There but for the grace of God . . . . Or, to put it negatively, let the judgmental beware, “for the measure you use, it will be measured to you” (Matthew 7:2).

It has been my experience in New Zealand and beyond that, for the most part, our Church leaders are not judgmental.

They are, in fact, very merciful; they are truly bearers of God’s love. And in their mercy and love they follow the lead of our greatest saints, like Mother
Teresa. These nearly universal priestly virtues are something we may want to remember and evoke more often.

Regardless of the mercy they have shown or the prudence in judgement that must be reciprocated, however, it cannot go without being stated that a
prevailing historic truth remains: our Church leadership has led us into a time of great crisis.

Some have called it the worst since the 16th century Reformation. (We may
have to wait another 500 years to confirm the veracity or not of that claim.)And like the Reformation and the Babylonian exile, it’s bound to affect many, many generations to come — though exactly how we still do not know.

Eliot’s dry, scorched wasteland ends with the distant voice of thunder: “generosity, compassion, self-control”. But like the fire which can either purify or destroy, so the reader does not know if this imminent storm will revive or devastate the parched land.

Oh, the Church will survive.

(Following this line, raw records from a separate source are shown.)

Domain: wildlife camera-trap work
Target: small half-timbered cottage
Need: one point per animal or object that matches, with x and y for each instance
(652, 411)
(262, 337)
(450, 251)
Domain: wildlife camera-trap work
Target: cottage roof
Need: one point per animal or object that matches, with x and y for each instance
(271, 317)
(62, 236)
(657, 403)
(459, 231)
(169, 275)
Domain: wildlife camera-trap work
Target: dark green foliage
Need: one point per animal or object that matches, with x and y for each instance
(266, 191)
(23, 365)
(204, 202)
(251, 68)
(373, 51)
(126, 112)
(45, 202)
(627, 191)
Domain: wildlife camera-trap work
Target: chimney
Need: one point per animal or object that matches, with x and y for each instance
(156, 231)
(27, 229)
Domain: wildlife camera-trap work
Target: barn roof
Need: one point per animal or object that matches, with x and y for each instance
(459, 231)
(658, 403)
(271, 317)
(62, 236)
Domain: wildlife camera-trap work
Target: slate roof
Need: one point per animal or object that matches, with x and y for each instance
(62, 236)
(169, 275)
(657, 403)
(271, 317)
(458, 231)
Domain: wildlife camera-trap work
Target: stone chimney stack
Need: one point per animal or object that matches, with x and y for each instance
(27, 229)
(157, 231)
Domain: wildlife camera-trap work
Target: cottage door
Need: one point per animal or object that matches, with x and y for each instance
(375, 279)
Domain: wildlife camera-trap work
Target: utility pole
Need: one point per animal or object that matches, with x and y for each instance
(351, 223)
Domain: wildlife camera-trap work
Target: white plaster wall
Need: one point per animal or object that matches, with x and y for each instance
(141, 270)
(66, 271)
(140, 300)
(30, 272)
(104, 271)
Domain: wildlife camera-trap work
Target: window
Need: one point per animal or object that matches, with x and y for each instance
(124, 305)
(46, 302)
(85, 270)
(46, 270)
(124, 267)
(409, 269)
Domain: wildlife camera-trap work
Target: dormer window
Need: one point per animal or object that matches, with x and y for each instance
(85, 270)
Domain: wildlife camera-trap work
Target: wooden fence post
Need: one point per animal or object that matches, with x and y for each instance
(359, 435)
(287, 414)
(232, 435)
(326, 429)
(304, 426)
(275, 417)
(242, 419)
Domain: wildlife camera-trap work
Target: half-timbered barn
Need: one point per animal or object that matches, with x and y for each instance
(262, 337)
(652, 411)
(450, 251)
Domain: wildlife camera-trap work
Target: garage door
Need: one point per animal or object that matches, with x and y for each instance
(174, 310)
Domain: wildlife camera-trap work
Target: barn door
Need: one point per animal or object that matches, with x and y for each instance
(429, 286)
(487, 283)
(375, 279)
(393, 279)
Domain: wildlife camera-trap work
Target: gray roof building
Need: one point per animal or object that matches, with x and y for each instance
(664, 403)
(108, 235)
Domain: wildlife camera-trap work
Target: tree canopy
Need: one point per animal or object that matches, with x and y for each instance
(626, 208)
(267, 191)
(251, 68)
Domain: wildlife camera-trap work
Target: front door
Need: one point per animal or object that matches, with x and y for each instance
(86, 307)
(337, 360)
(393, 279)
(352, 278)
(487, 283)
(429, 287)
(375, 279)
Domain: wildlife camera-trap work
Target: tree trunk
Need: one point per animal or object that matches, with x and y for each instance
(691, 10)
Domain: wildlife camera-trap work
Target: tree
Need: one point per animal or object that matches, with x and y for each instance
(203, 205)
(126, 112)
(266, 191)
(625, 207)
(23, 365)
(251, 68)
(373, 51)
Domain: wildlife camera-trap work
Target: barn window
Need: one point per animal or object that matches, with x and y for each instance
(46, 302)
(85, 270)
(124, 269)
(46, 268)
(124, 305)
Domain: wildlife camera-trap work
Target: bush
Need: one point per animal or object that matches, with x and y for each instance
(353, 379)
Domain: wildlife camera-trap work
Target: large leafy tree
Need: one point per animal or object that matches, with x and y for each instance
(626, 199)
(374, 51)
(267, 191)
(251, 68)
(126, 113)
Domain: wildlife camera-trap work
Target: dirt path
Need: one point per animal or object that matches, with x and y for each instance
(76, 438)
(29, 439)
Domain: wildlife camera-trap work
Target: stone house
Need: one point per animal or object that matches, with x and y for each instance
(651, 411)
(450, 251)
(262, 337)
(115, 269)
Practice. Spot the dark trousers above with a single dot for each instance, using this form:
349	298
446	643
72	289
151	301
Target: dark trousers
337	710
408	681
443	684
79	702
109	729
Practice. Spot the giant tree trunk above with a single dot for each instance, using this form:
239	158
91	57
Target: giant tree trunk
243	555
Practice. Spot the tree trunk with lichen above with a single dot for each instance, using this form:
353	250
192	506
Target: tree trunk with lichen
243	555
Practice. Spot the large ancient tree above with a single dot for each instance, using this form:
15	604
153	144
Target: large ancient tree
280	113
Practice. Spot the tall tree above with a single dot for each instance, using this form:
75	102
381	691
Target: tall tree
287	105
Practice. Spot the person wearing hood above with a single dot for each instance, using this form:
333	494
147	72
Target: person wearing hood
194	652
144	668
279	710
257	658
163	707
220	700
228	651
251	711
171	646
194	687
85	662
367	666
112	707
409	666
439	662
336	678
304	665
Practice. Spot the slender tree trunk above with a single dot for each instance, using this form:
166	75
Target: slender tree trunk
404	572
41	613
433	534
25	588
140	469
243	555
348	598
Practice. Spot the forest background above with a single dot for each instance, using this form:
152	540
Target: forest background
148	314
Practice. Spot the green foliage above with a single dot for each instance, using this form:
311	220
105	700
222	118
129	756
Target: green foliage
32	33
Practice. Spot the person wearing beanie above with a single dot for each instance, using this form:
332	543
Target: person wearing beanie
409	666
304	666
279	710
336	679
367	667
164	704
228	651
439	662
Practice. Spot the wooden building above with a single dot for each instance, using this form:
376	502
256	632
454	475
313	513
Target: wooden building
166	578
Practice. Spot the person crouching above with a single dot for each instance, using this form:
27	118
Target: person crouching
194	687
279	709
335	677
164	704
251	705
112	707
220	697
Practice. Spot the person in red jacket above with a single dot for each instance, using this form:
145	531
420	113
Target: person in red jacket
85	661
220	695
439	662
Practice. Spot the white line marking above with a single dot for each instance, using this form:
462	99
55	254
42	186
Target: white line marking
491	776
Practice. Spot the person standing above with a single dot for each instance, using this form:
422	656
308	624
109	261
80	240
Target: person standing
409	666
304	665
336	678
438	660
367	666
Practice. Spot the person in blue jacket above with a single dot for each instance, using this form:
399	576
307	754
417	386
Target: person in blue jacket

Jerusalem endured. The Western Church lives
on. But, to use Eliot one last time — and perhaps not too far out of context — while the Church may continue, our experience of this crisis may be “Hard and bitter agony for us, like Death, our death.”

Like so many, I lament the loss of Bishop Drennan’s leadership to the
Church.

I wish him all God’s blessings. I wish the same for his complainant; may God
bless her abundantly with every good thing in life. And may the Holy Spirit
bring about the consolation and reconciliation needed to heal her, Bishop
Drennan and the Church.

As for the faithful who may be feeling the death of an era, humiliation
before foes, shame in front of the state, or chastisement from God, it appears we are called, as St John was apt to say, to patient endurance.

Not knowing the repercussions of the present ecclesial crisis of leadership,
ours is to carry on the journey, to put our head down and walk into the driving storm, or, to quote St John again, to “keep the commandments of
God and hold fast to the faith of Jesus” (Revelations 14:12).